P: Teamster Boss James Riddle Hoffa, who hates the Kennedy brothers (Jack and Bob) for their congressional battles against labor racketeering, urged his 1,600,000 Teamsters to go all-out against Jack Kennedy--though this did not mean being "for" Nixon. In another quandary, West Coast Longshoremen's Boss Harry Bridges refused to endorse any candidate.
P: The 1,250,000-member United Steelworkers of America and the 100,000-member International Chemical Workers Union, at separate conventions in Atlantic City, followed half a dozen other unions and the A.F.L.-C.I.O. general board in endorsing the Kennedy-Johnson ticket.
P: That veteran of many a campaign tea party, Mrs. Joseph P. Kennedy, downed coffee and cake on a four-day swing through The Bronx, Brooklyn and Long Island, and pulled out one organ stop farther than anyone else has. Referring to the wartime deaths of her eldest son Joe and her son-in-law, Rose Kennedy told the housewives: "Jack knows the sorrow, the grief, the tears and the heartbreaking grief and loneliness that come to a family when a mother has lost her eldest son and a young bride has lost her bridegroom. So I know that Jack will never get us into war."
P: Cleveland Pediatrician Dr.

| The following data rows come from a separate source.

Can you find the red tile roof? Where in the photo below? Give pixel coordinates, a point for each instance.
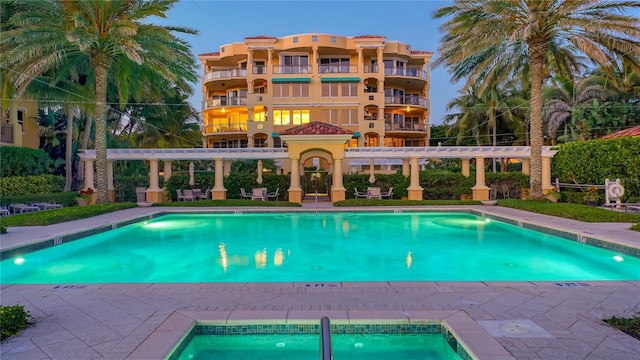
(316, 128)
(634, 131)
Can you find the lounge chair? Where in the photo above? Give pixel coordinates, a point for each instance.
(273, 195)
(359, 194)
(243, 194)
(259, 194)
(22, 208)
(374, 193)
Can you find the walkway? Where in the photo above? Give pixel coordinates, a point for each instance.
(133, 321)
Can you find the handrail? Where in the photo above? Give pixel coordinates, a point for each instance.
(326, 353)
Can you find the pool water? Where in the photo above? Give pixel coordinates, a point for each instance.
(303, 347)
(329, 247)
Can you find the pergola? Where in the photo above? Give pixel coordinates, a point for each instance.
(332, 145)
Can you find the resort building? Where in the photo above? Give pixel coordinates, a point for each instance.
(18, 124)
(256, 89)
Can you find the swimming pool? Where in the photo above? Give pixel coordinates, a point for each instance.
(324, 249)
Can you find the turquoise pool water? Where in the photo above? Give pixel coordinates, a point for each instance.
(330, 247)
(304, 347)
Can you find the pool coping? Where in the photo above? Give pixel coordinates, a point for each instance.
(584, 237)
(475, 340)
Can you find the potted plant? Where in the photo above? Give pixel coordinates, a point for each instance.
(85, 196)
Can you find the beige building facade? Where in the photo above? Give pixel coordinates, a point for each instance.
(255, 89)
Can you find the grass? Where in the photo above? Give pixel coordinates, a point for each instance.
(630, 326)
(56, 216)
(228, 202)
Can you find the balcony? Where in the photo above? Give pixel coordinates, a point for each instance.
(224, 101)
(408, 72)
(225, 74)
(405, 127)
(6, 134)
(292, 69)
(406, 100)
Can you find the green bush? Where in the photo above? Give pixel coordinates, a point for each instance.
(29, 185)
(13, 319)
(591, 162)
(23, 161)
(63, 198)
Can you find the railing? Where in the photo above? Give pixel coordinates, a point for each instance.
(413, 72)
(337, 69)
(405, 127)
(224, 74)
(6, 133)
(236, 101)
(406, 100)
(326, 352)
(292, 69)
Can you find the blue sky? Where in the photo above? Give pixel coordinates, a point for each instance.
(224, 22)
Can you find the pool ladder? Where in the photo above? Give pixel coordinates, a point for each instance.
(326, 353)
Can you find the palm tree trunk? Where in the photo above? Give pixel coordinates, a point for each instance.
(536, 52)
(68, 156)
(100, 66)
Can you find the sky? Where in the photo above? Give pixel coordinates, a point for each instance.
(225, 22)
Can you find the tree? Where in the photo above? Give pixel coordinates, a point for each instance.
(110, 34)
(484, 39)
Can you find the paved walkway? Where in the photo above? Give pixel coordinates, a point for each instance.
(134, 321)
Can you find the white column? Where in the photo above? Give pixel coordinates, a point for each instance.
(167, 170)
(219, 175)
(153, 175)
(89, 181)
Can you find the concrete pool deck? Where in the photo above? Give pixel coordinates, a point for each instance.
(142, 321)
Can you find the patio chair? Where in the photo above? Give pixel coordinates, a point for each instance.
(374, 193)
(388, 194)
(22, 208)
(359, 194)
(273, 195)
(243, 194)
(188, 195)
(259, 194)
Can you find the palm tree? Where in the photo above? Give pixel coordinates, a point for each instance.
(565, 96)
(111, 34)
(484, 39)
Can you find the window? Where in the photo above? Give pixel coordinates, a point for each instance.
(300, 90)
(349, 89)
(281, 90)
(281, 117)
(330, 90)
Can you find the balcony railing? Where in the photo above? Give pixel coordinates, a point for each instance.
(6, 133)
(413, 72)
(405, 127)
(225, 74)
(219, 102)
(337, 69)
(224, 128)
(292, 69)
(406, 100)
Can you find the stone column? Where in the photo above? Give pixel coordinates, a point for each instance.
(525, 166)
(295, 191)
(337, 189)
(414, 190)
(219, 192)
(111, 189)
(480, 190)
(466, 169)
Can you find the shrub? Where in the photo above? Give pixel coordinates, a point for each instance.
(23, 161)
(13, 319)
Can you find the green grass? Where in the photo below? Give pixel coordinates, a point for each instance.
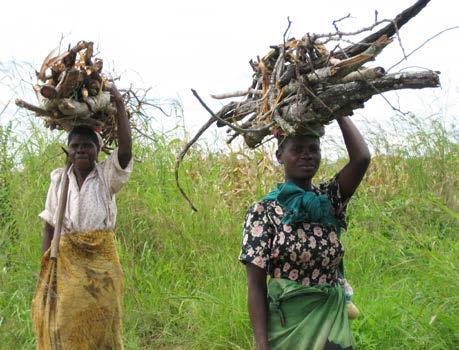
(184, 286)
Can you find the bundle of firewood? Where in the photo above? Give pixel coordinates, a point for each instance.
(72, 90)
(301, 84)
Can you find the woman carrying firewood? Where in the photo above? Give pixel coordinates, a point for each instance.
(293, 236)
(78, 300)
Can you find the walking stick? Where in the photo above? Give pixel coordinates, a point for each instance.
(60, 209)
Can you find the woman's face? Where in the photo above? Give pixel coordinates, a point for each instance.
(82, 152)
(300, 156)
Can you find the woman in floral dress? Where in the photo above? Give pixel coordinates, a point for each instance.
(292, 236)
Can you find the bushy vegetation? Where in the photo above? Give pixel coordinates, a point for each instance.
(184, 286)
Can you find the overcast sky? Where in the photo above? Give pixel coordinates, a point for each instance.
(174, 45)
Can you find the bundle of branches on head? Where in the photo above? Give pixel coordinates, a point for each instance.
(72, 90)
(300, 84)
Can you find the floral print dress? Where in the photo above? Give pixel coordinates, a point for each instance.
(307, 252)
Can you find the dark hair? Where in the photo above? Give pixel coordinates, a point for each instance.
(84, 130)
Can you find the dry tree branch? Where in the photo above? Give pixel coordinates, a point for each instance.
(299, 83)
(421, 46)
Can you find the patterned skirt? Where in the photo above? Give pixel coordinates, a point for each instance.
(78, 299)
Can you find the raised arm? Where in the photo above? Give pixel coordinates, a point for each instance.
(258, 305)
(124, 130)
(48, 233)
(359, 157)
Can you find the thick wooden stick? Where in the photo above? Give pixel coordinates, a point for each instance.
(33, 108)
(389, 30)
(61, 210)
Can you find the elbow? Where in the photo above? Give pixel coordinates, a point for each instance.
(365, 160)
(362, 161)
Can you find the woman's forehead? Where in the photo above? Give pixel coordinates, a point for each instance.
(79, 138)
(301, 140)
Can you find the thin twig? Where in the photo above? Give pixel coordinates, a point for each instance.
(422, 45)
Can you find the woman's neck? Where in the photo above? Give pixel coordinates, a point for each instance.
(305, 184)
(81, 175)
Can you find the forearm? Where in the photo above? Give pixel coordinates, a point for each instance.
(355, 144)
(48, 233)
(124, 130)
(359, 158)
(258, 305)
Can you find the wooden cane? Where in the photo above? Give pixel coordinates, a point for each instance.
(60, 209)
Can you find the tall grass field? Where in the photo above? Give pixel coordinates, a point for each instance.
(185, 288)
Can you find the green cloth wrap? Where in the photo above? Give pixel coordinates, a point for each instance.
(300, 205)
(307, 318)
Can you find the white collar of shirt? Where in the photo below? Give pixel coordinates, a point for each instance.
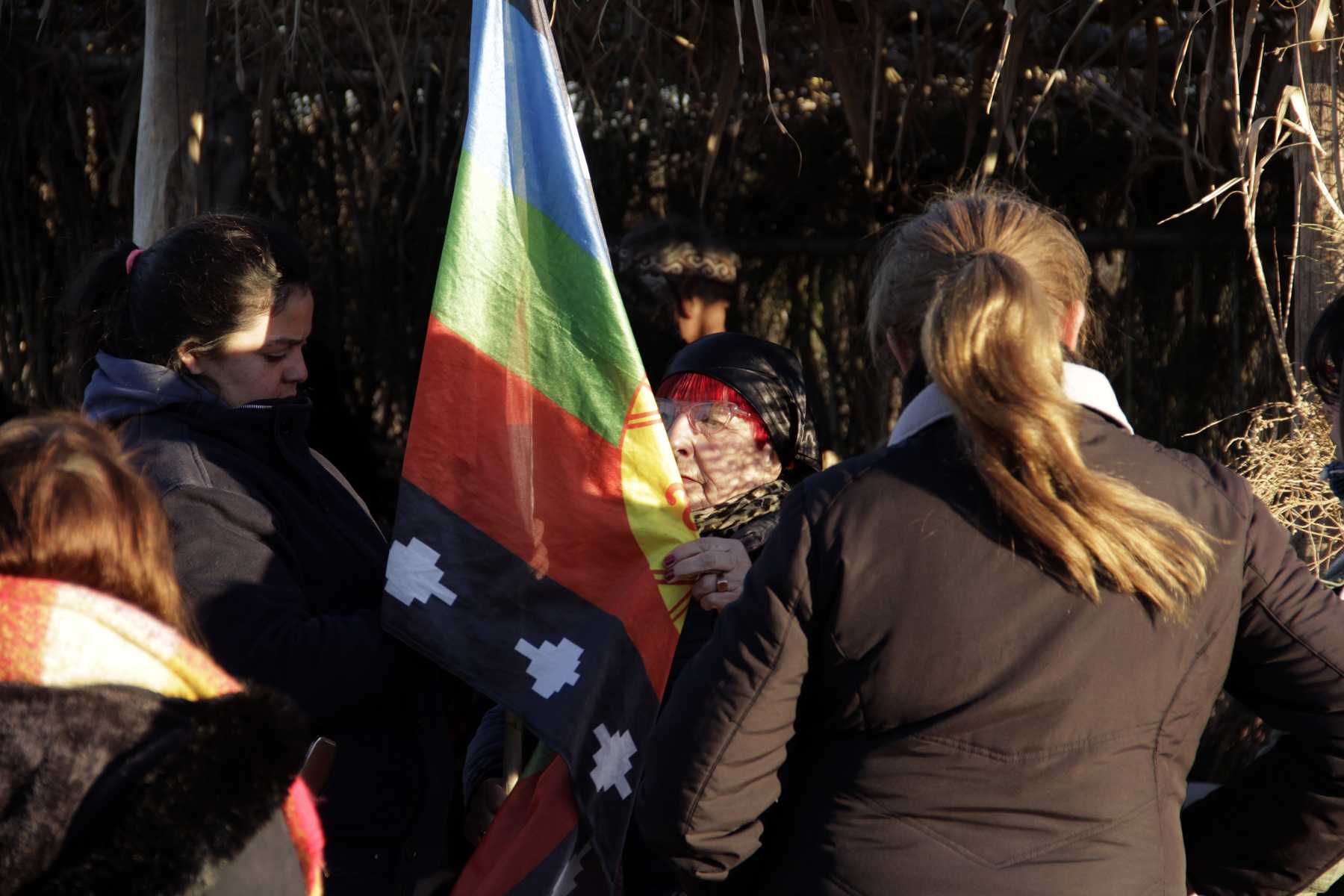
(1082, 385)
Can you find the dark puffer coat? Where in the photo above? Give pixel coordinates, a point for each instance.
(936, 714)
(284, 570)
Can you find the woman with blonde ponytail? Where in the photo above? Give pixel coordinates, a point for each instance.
(980, 659)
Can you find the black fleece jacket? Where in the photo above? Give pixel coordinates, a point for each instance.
(284, 571)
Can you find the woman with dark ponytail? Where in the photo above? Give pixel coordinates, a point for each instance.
(979, 662)
(193, 348)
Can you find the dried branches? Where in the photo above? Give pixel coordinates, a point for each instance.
(1281, 454)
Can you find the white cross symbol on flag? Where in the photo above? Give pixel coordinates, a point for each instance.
(553, 665)
(413, 574)
(613, 761)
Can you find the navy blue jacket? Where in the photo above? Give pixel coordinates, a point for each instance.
(284, 571)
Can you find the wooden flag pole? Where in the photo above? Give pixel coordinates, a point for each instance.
(512, 750)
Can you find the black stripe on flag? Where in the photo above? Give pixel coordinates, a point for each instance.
(497, 602)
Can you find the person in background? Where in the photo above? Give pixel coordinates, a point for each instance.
(979, 662)
(194, 349)
(128, 759)
(678, 284)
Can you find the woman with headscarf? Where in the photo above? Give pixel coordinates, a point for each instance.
(980, 662)
(737, 415)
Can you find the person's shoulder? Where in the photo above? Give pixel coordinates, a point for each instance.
(166, 448)
(1180, 479)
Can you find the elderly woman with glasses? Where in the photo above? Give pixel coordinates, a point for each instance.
(737, 415)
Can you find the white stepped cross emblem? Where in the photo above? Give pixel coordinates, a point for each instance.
(413, 574)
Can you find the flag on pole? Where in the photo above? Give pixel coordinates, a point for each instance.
(539, 494)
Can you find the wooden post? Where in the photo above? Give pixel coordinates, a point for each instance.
(1320, 255)
(172, 117)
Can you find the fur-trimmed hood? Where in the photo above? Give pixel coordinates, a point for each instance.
(116, 788)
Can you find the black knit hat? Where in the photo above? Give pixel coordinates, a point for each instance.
(769, 378)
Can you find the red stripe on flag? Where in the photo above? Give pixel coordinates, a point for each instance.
(567, 519)
(530, 825)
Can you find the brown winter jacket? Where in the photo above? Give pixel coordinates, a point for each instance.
(936, 714)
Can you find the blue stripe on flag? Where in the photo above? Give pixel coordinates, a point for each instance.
(520, 128)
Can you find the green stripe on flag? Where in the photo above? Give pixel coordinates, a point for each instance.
(523, 292)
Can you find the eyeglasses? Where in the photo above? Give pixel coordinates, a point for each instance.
(705, 417)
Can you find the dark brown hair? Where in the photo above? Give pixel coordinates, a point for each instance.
(73, 509)
(188, 290)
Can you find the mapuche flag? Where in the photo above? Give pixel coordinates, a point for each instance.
(539, 494)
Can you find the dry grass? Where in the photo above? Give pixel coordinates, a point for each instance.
(1281, 454)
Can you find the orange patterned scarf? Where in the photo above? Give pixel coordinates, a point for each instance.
(65, 635)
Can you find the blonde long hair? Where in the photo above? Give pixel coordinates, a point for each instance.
(981, 282)
(73, 509)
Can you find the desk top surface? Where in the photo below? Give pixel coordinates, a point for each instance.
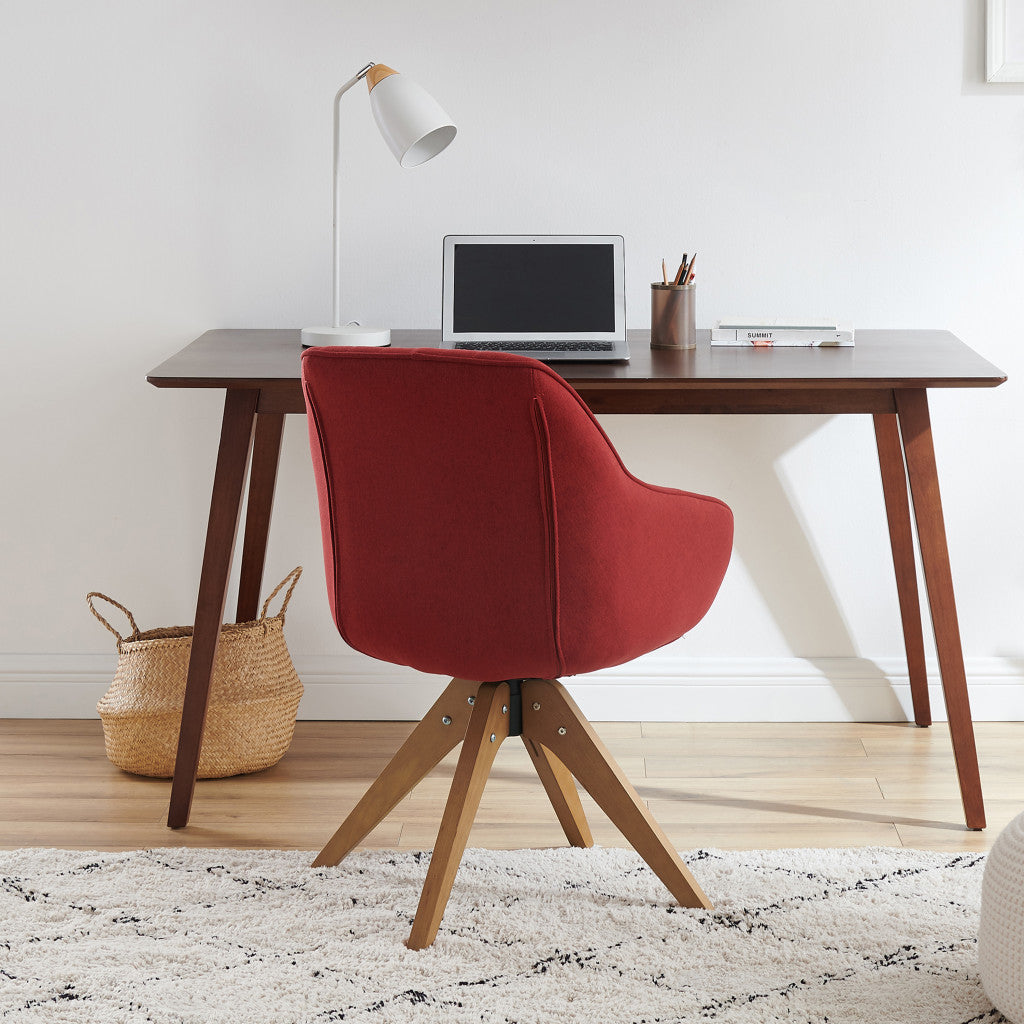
(882, 358)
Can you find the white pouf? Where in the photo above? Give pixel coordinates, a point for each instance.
(1000, 935)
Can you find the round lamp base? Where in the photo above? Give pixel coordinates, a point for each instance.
(351, 334)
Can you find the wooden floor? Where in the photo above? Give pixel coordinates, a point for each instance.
(727, 785)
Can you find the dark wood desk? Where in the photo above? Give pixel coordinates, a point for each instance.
(886, 375)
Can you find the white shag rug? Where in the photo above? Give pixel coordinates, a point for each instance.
(529, 937)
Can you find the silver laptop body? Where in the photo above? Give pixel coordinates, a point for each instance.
(554, 297)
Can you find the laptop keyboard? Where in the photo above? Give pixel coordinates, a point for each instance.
(537, 346)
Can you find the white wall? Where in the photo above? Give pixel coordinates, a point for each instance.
(165, 169)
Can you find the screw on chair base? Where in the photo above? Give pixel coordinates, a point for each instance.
(562, 744)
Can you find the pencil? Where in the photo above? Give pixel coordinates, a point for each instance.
(689, 269)
(678, 280)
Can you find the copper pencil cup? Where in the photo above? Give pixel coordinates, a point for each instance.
(673, 316)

Benjamin Spock, whose books on the care and feeding of little citizens have sold more than 13.5 million copies, announced for Kennedy, on the ground that the Democrats would spend more money on education. No one was more pleased than 2 1/2-year-old Caroline Kennedy's mother Jackie. "Dr. Spock has come out for Jack," she told reporters at a tea in her Georgetown home, "and I'm for Dr. Spock."
P: Harlem's Democratic Congressman Adam Clayton Powell, who swung to Eisenhower in 1956 and before the Democratic Convention measured off Jack Kennedy's record on civil rights as "bad for a man from Massachusetts," reconsidered again, gave his "full, all-out support" to Kennedy and Johnson.
P: Voters under 30, who split nearly down the middle for Eisenhower (49%) in 1952 and gave him a heavy majority (57%) in 1956, are turning Democratic, reported Pollster George Gallup. A recent sampling of the youthful electorate found 39% for Nixon, 61% for Kennedy--biggest score for a Democratic candidate since F.D.R.'s 68% in 1936.
P: For Richard Nixon the week's least welcome endorsement came from Tampa Private Eye William J. Griffin, Grand Dragon of the Florida Knights of the Ku Klux Klan.
P: Ending weeks of less than suspense, Georgia's Senators Herman Talmadge and Richard Russell announced for the Kennedy-Johnson ticket.